On whose authority can it say the pursuit of dollars should come above protecting the home to the largest spawning aggregations of pink snapper on the West Coast and numerous fish species (including blue swimmer crabs) that rely on the Sound’s seagrass meadows for their survival?
Governments can only make good decisions when they are provided with good advice and the weightings used in the taskforce’s shortlisting process make it impossible to provide the government with good advice.
The taskforce appears to have made an assumption on behalf of the State Government that prioritises economics over the environment. The Government needs to be clear about whether they agree with Recfishwest and the community that Cockburn Sound’s precious marine environment must come first or whether they back the taskforce’s view that “commercial viability” trumps sustainability.
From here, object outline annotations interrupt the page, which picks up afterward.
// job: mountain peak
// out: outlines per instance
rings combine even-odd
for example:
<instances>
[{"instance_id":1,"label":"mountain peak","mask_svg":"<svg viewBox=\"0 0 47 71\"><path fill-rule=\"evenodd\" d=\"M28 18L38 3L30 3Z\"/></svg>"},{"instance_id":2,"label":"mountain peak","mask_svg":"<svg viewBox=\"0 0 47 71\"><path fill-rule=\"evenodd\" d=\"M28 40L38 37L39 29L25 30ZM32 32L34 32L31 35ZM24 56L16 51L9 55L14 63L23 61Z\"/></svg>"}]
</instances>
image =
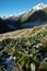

There are many places a port can be built, however, there is only one Cockburn Sound, which provides great, accessible fishing experiences for tens of thousands of recreational fishers every year. When the environment takes a back seat, we all lose.
We are therefore calling for an immediate review of the weightings used in the MCA process and greater transparency about the criteria, scores and justifications contained in the process.
Cockburn Sound is under enormous cumulative pressure from a whole range of sources, but rest assured we will always fight to ensure the Sound is protected.